The selection of pistons and rods was for size -- to fit cylinder bore diameter, but I don't recall seeing a station that weighed the pistons. Not to say there wasn't one, just no one mentioned it. If the pistons were supplied by others the weighing might have been done at the supplier. Same with balancing the crankshaft and weighing the connecting rods. Exactly what John said.
FWIW: Wixom Performance Build Center (where the LS7 is assembled) does no balancing either -- balancing of the complete assembly is contracted out. All the rotating and reciprocating parts arrive already balanced. What's more every piston can fit in any hole. No more selective assembly. It's not exactly your father's (or even your) small block.
I toured the LT5 plant, Mercury Marine in Stillwater, Ok two or three times and watched them assemble and test engines. It was as Terry described, the rotating assembly was not balanced near the assembly line, possibly some other place. They told us both ends of the rods and the pistons were carefully matched. The crank, rods and pistons arrived together so I assumed at that time the crank had been balanced with those weights. After the engine was assembled it was prepped for the engine dyno and while warming up they checked balance at low RPM and inserted pins in the balancer. I did not see them do anything to the flywheel end but may have missed it.

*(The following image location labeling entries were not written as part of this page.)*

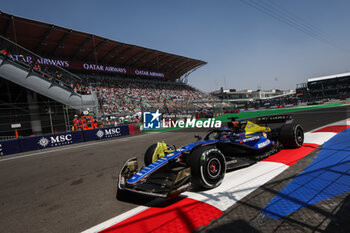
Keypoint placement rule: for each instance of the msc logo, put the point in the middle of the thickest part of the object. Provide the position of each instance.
(151, 120)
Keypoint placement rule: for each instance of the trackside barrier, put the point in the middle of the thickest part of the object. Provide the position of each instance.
(103, 133)
(50, 140)
(8, 147)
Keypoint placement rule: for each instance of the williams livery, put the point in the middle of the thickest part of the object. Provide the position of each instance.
(170, 171)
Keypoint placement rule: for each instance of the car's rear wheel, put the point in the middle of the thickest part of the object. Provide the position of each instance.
(149, 154)
(291, 135)
(208, 167)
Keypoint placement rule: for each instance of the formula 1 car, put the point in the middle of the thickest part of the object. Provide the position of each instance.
(170, 171)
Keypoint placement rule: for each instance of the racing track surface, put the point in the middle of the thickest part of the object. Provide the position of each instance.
(72, 188)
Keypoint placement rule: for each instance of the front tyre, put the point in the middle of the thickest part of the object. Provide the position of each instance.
(208, 167)
(291, 135)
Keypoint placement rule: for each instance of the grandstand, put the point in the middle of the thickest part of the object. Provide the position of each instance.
(49, 73)
(335, 86)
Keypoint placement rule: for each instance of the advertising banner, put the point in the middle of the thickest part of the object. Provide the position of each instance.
(51, 140)
(8, 147)
(67, 64)
(103, 133)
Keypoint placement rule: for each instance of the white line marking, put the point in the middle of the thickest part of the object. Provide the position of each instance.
(236, 185)
(115, 220)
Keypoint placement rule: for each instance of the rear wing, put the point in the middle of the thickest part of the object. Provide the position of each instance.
(274, 119)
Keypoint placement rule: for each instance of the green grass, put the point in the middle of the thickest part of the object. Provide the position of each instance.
(253, 114)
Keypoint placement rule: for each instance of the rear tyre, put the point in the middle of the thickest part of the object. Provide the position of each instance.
(148, 158)
(291, 135)
(208, 167)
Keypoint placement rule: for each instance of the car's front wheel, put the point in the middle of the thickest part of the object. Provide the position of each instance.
(291, 135)
(208, 167)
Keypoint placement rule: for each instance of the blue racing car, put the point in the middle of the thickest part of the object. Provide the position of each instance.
(170, 171)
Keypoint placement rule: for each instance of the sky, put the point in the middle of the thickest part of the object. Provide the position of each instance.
(248, 44)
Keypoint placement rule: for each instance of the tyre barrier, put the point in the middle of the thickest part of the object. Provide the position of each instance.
(19, 145)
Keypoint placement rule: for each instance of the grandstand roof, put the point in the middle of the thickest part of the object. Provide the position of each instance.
(333, 76)
(57, 42)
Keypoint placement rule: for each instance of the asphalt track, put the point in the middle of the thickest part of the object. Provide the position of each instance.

Those engines were something on their power runs, 7200 RPM and none produced less than 420 HP and those were the 375 HP engines. The 405's were about 450 with all accssories and stock exhaust manifolds.
thank you, this has concerned me for a while, i just have to finish it up and have the nerve to fire it up, i have more in this engine than many cars i have owned, thanks,bill
I only got through Stillwater once, but I am still impressed with their care in assembling the LT5. Even now some 17 years later, their methods are still almost current.
I remember the pistons arriving matched with the cylinder sleeves from Germany. An amazing operation. I don't remember anything about balancing, but do recall that they measured the cylinder cases with automated equipment and kept the measurements on file.